Spoke 1 to Spoke 2 LAN:
RoutingLoop_R1#ping 172.31.100.3
Type escape sequence to abort.
Sending 5, 100-byte ICMP Echos to 172.31.100.3, timeout is 2 seconds:
!!!!!
Success rate is 100 percent (5/5), round-trip min/avg/max = 44/44/44 ms

Spoke 2 to Spoke 1 Mgmt:
DMVPN_SPOKE_2 #ping 172.29.254.1
Type escape sequence to abort.
Sending 5, 100-byte ICMP Echos to 172.29.254.1, timeout is 2 seconds:
!!!!!
Success rate is 100 percent (5/5), round-trip min/avg/max = 36/46/72 ms

Traceroute from Spoke 2 to Spoke 1 Mgmt:
DMVPN_SPOKE_2#traceroute 172.29.254.1
Type escape sequence to abort.
Tracing the route to 172.29.254.1
VRF info: (vrf in name/id, vrf out name/id)
1 172.16.0.1 4 msec 8 msec 4 msec
2 172.16.0.2 48 msec * 40 msec

I tried adding an entry in the hub’s outbound ACL to allow GRE and applied the ACL to the interface, Spoke to spoke traffic did not work.
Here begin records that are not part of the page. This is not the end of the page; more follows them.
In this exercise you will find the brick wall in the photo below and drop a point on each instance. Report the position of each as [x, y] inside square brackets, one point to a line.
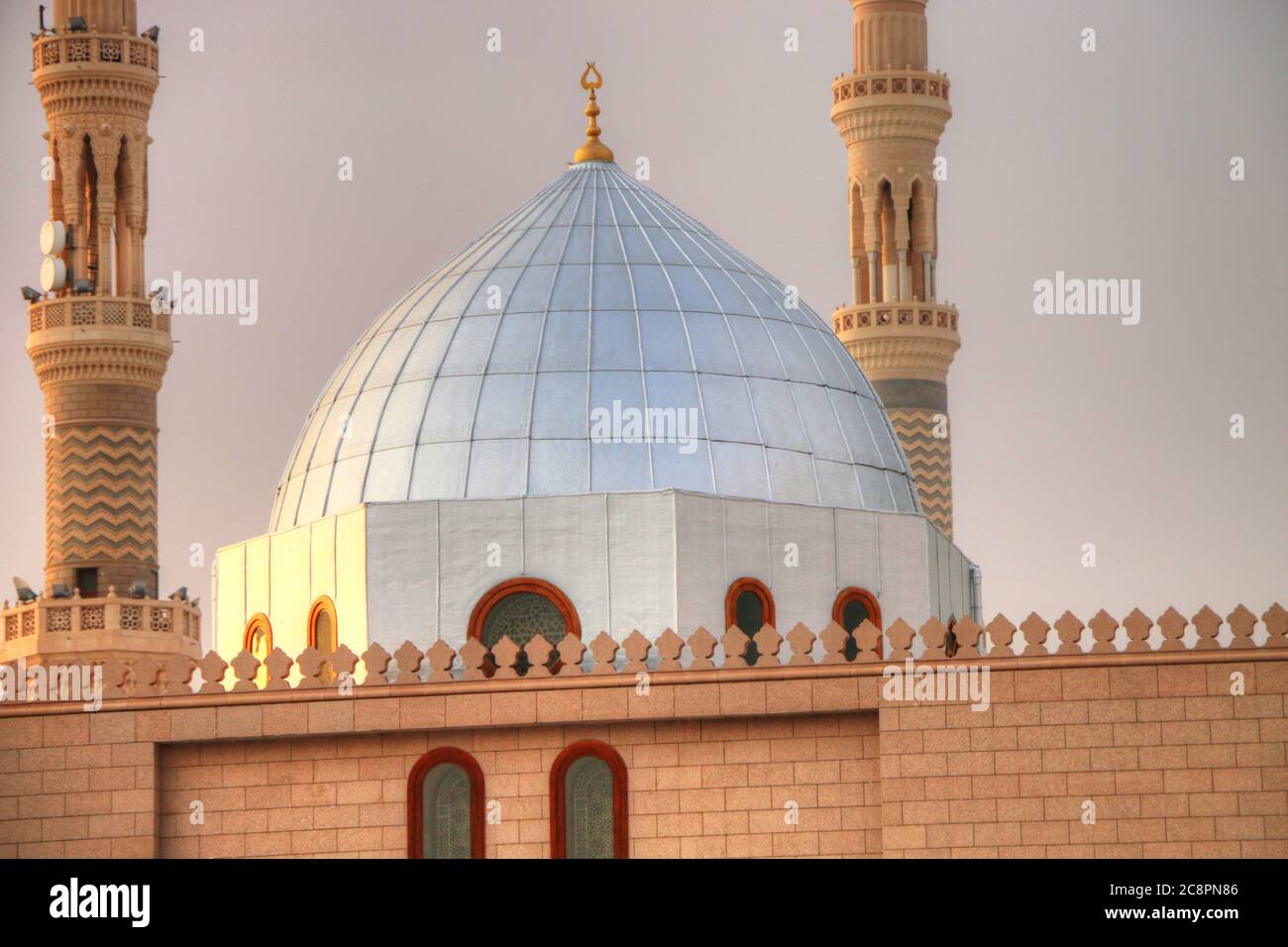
[697, 789]
[1175, 763]
[1175, 766]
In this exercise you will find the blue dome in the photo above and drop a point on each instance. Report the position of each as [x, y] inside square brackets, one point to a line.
[518, 368]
As a shot in the dark I then tried to allow ESP outbound, still no dice. Once the outbound ACL was removed from the interface, spoke to spoke traffic started flowing again. Back to the drawing board to figure out how to make this work with an outbound ACL on the hub’s internet interface.